99 Background: Breast cancer patients taking tamoxifen (TAM) or an aromatase inhibitor (AI) often develop severe vasomotor symptoms (VMS) yet the only FDA approved non-hormonal treatment for VMS, 7.5 mg paroxetine, has a warning against concomitant use with TAM. Q-122, an orally-available small molecule, is being developed to address this unmet medical need. Results from the Phase 1b study, Q-1001, are presented.

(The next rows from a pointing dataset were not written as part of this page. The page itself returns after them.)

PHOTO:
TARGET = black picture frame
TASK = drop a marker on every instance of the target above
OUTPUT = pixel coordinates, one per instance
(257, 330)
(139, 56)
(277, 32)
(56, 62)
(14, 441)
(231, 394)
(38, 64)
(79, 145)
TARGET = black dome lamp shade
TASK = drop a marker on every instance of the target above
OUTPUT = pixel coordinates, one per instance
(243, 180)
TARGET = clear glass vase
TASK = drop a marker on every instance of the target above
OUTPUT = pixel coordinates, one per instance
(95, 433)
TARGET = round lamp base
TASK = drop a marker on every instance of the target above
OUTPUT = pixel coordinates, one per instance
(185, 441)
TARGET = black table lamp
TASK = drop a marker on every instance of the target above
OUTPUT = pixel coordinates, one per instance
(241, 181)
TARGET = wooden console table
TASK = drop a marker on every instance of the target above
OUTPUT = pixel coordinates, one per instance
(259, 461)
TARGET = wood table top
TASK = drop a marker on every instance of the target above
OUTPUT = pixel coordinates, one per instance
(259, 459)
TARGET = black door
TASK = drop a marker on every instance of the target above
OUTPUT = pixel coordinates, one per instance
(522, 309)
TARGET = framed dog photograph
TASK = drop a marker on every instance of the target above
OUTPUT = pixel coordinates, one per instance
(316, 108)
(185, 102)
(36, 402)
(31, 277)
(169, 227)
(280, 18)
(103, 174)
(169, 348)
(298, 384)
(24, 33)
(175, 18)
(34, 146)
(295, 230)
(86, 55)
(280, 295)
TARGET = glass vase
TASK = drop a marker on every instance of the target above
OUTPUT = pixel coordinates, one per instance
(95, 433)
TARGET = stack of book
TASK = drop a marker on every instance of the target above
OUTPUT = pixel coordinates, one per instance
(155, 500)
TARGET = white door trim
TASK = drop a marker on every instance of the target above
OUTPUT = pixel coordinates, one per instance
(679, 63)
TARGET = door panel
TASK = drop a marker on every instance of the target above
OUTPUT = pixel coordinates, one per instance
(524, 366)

METHODS Q-1001 was a Phase 1 open-label, two-dose, dose-escalation study of the safety and preliminary effectiveness of Q-122 in females with breast cancer currently taking TAM or an AI and experiencing an average of at least 7-8 moderate to severe hot flashes per day. Key exclusion criteria included significant renal or hepatic disease, untreated hyperthyroidism and clinically significant abnormal laboratory findings. The study period included a 2 week drug-free screening phase, 28 day treatment phase, and 2 week drug-free follow-up period. Subjects were initially enrolled into Group 1 (100 mg Q-122) followed by Group 2 (200 mg Q-122). Safety was assessed by review of adverse events (AEs), physical findings and laboratory values. The primary efficacy endpoints were mean changes in frequency and severity (hot flash severity score, HFSS) of moderate and severe hot flashes from baseline to Week 4. Menopausal symptoms were assessed using the Greene Climacteric Scale (GCS). RESULTS 10 and 11 subjects received 100 and 200 mg Q-122 respectively; 8 subjects in each group completed the study. At the end of treatment for groups 1 and 2 respectively, the daily average frequency of hot flashes was reduced from 9.9 to 4.1 and from 8.6 to 3.2, and the mean HFSS was reduced by 62% and 68% from baseline values. Menopausal symptoms assessed using the GCS were significantly reduced from baseline (psychological: -82%; somatic: -65%; vasomotor: -65%). All AEs (n = 29) were either mild (79%) or moderate (21%) in severity and only 3 (all in one subject) were considered possibly related to study drug. CONCLUSIONS Treatment with Q-122 resulted in significant reduction in the frequency and severity of VMS and improvement in menopausal symptoms as assessed by the GCS. No safety issues associated with the use of Q-122 were identified in this study.